Ali, eu me senti da maneira oposta como me sentia lá fora. Completamente protegida daquele poder imenso, mas livre para ver a aprender por quanto tempo eu quisesse.

Mas logo Samael abriu a porta. Eu me senti despertando de um sonho. Minha pele formigava e eu estava grogue, até mesmo enjoada. O quarto não estava quente, apesar do que seria esperado, mas eu estava suando.

Samael vestia uma camisa social verde escura e calças pretas, polido como um advogado. Sem fazer um barulho sequer no vidro, ele desceu do alto degrau da porta e veio, lentamente sem escorregar. Parou ao meu lado, cruzando as mãos nas costas.
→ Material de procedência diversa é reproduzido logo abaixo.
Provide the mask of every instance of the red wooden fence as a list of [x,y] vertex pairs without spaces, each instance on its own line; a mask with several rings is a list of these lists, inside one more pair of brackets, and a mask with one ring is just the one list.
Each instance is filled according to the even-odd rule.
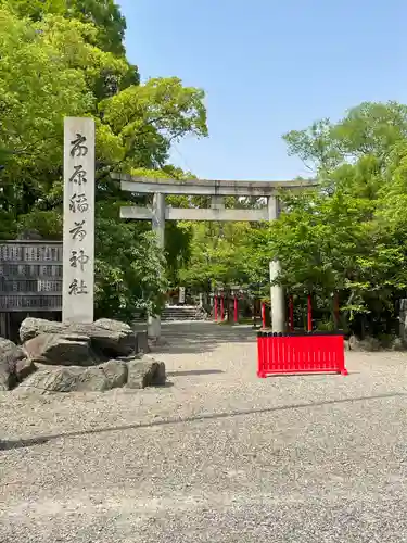
[[347,375],[342,333],[307,334],[258,332],[257,376],[277,374]]

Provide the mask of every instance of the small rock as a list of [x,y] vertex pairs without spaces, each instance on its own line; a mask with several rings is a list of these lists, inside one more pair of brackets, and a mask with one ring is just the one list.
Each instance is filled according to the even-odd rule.
[[124,387],[127,365],[110,361],[94,367],[49,366],[38,364],[38,370],[16,389],[23,394],[52,394],[58,392],[104,392]]
[[56,366],[93,366],[87,336],[41,333],[24,343],[27,357],[39,364]]
[[145,357],[128,363],[127,388],[145,389],[147,387],[162,387],[166,381],[165,364],[154,358]]
[[0,338],[0,391],[17,384],[16,365],[25,358],[23,350],[10,340]]
[[402,338],[394,338],[390,345],[392,351],[406,351],[406,343]]
[[119,389],[127,383],[128,367],[127,364],[120,361],[109,361],[102,364],[99,368],[103,371],[109,381],[109,389]]
[[23,382],[24,379],[29,377],[35,371],[37,371],[37,366],[28,358],[18,361],[15,365],[15,376],[18,382]]

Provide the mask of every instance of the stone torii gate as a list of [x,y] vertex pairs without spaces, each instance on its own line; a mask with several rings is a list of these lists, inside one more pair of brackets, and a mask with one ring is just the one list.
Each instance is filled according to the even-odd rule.
[[[291,181],[218,181],[205,179],[151,179],[133,177],[126,174],[112,174],[113,179],[122,184],[122,190],[153,194],[152,207],[129,206],[120,209],[120,218],[151,220],[158,245],[164,249],[166,220],[214,220],[214,222],[262,222],[275,220],[280,213],[277,192],[281,189],[301,190],[316,187],[315,180]],[[166,194],[206,195],[211,197],[211,209],[176,209],[167,207]],[[225,197],[256,197],[267,200],[267,207],[258,210],[226,210]],[[280,270],[278,261],[270,262],[270,282]],[[274,332],[285,330],[284,291],[279,286],[270,287],[271,326]],[[149,317],[149,336],[161,337],[161,318]]]

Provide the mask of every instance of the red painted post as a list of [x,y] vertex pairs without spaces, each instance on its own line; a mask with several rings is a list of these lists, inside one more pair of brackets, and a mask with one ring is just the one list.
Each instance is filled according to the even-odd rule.
[[308,332],[313,331],[313,298],[308,294]]
[[340,310],[339,310],[339,293],[335,292],[333,298],[333,315],[335,319],[335,328],[338,329],[340,326]]
[[289,315],[290,315],[290,331],[294,331],[294,296],[290,296],[290,302],[289,302]]
[[266,328],[266,304],[262,303],[262,326]]

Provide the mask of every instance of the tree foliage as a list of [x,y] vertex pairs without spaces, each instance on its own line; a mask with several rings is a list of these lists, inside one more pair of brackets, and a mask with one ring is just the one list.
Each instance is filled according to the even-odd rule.
[[[37,230],[62,237],[64,116],[97,128],[97,311],[129,317],[158,311],[166,265],[149,224],[119,219],[112,172],[177,177],[171,142],[207,134],[203,92],[179,78],[140,85],[124,55],[125,21],[112,0],[0,0],[0,237]],[[169,244],[173,268],[188,237]],[[176,273],[176,272],[173,272]]]
[[281,194],[281,217],[252,236],[252,276],[264,280],[277,257],[277,281],[291,293],[313,292],[329,307],[339,292],[348,319],[365,315],[373,328],[390,318],[407,292],[406,128],[407,108],[390,102],[290,132],[290,152],[313,162],[320,188]]

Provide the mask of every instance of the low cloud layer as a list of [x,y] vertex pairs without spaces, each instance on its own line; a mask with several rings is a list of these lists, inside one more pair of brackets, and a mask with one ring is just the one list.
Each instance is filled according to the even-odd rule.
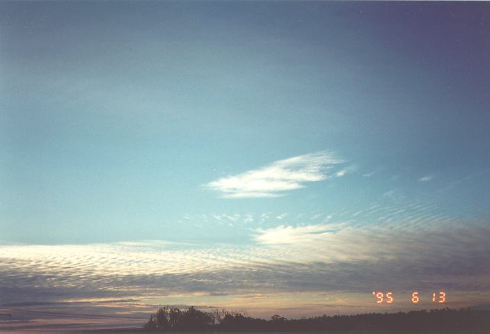
[[[262,168],[222,177],[205,187],[227,198],[279,197],[299,189],[307,182],[326,180],[327,170],[343,162],[329,152],[299,155],[273,162]],[[338,173],[345,173],[345,171]],[[342,175],[343,175],[342,174]]]
[[[267,316],[287,300],[312,314],[370,311],[370,292],[387,289],[445,289],[450,307],[490,298],[488,221],[447,217],[423,205],[373,205],[342,220],[319,214],[292,225],[281,214],[283,225],[251,227],[250,243],[242,245],[1,246],[0,313],[17,322],[0,329],[63,319],[81,319],[84,328],[88,319],[98,328],[140,324],[161,304],[262,308],[253,315]],[[95,306],[106,317],[94,316]]]

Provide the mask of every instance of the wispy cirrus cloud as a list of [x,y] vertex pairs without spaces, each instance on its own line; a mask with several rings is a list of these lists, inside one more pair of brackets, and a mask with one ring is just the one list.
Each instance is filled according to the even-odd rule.
[[327,170],[342,162],[332,152],[309,153],[278,160],[262,168],[221,177],[205,184],[204,187],[220,191],[227,198],[280,197],[285,195],[285,191],[304,188],[307,182],[326,180]]

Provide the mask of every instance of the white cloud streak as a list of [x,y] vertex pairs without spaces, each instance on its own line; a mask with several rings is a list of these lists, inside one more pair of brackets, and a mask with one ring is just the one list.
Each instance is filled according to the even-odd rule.
[[423,177],[420,177],[420,179],[418,179],[418,180],[420,182],[427,182],[431,181],[433,178],[434,178],[433,175],[427,175],[427,176],[424,176]]
[[[344,162],[331,152],[322,151],[273,162],[260,169],[221,177],[204,185],[226,198],[274,198],[304,188],[305,183],[329,178],[326,171]],[[340,172],[338,172],[340,173]]]

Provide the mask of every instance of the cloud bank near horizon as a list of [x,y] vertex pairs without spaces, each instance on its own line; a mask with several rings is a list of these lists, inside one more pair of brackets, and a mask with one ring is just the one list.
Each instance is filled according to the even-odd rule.
[[[334,153],[320,151],[278,160],[259,169],[227,176],[203,186],[222,193],[225,198],[274,198],[306,186],[307,182],[329,178],[327,170],[345,162]],[[345,170],[338,172],[343,176]]]

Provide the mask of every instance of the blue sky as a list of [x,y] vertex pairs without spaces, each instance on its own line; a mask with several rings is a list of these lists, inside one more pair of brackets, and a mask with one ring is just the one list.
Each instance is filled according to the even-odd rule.
[[[422,265],[427,259],[416,256],[420,249],[405,242],[413,234],[422,253],[454,260],[433,264],[453,275],[446,286],[477,294],[461,275],[473,273],[477,285],[489,274],[481,265],[490,214],[488,7],[2,2],[0,253],[11,265],[0,270],[18,280],[42,263],[47,275],[61,275],[44,288],[23,281],[31,288],[23,297],[2,278],[3,293],[44,301],[56,287],[59,298],[45,301],[83,299],[68,287],[73,273],[61,269],[67,263],[103,280],[97,266],[122,262],[100,257],[97,247],[122,257],[136,252],[126,256],[135,262],[138,252],[157,257],[163,247],[177,259],[173,274],[221,264],[223,277],[237,280],[259,259],[273,273],[262,273],[270,288],[254,278],[237,291],[198,291],[189,278],[173,288],[141,283],[132,299],[151,290],[162,303],[197,305],[195,294],[214,293],[229,300],[203,303],[239,307],[249,290],[292,290],[313,294],[306,305],[315,292],[371,292],[374,277],[341,284],[346,273],[365,271],[358,261],[379,268],[394,261],[400,275],[409,270],[400,259],[419,268],[400,289],[422,284],[418,277],[437,281]],[[432,243],[422,242],[422,232]],[[384,248],[393,256],[370,241],[377,232],[390,236],[378,241],[391,245]],[[364,246],[354,256],[356,243]],[[219,247],[229,256],[212,256]],[[39,258],[26,260],[33,249]],[[291,249],[298,257],[291,261],[311,276],[301,279],[304,268],[283,263]],[[278,263],[292,276],[274,271]],[[133,265],[124,262],[114,273]],[[319,279],[329,283],[313,284]],[[472,298],[458,305],[481,301]],[[278,304],[264,304],[260,314]],[[310,304],[312,314],[327,308]],[[355,312],[348,307],[354,304],[329,307]]]

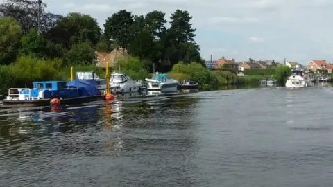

— Eu estava procurando pela senhorita.

No sumário, perdemos detalhes, ação, descrição de cenário, diálogo, pensamentos. Perdemos o momento a momento da mente do personagem. Não há drama e intimidade. Toda informação recebida por sumário é desapaixonada. Se a personagem narra sobre uma tragédia no sumário, não é a mesma coisa que ela abrir a porta e encontrar a cena terrível. Cenas são a melhor maneira de engajar seu leitor numa informação. Sumários facilmente se tornam “muito enredo em pouco espaço”, deixando a leitura entediante.

Uma boa cena é lenta. Ela não tenta contar dez anos em dez frases. Deixe o antes e o depois da cena para o subliminar e dedutível. Ninguém quer saber como foi o dia do personagem todo antes dela chegar naquela sala estranha. O que importa é que houve uma surpresa que a fez entrar naquela porta. Agora ela encontrou um novo ambiente que vai revelar uma verdade sobre si que nenhum dos dois personagens em cena desconfiam.

Lembre-se que seu leitor está sempre procurando outra coisa mais interessante para fazer. Você tem de fazer cada frase valer a pena. Relegue o que é menos importante e simples para um formato fácil de compreender e estenda o que for interessante. Ou não. Usando uma literatura experimental, um escritor proficiente na compreensão de tempo, espaço e informação poderá narrar todo o seu livro em cenas longas, sem o auxílio de sumários.

Eis um desafio para vocês ;) boas escritas!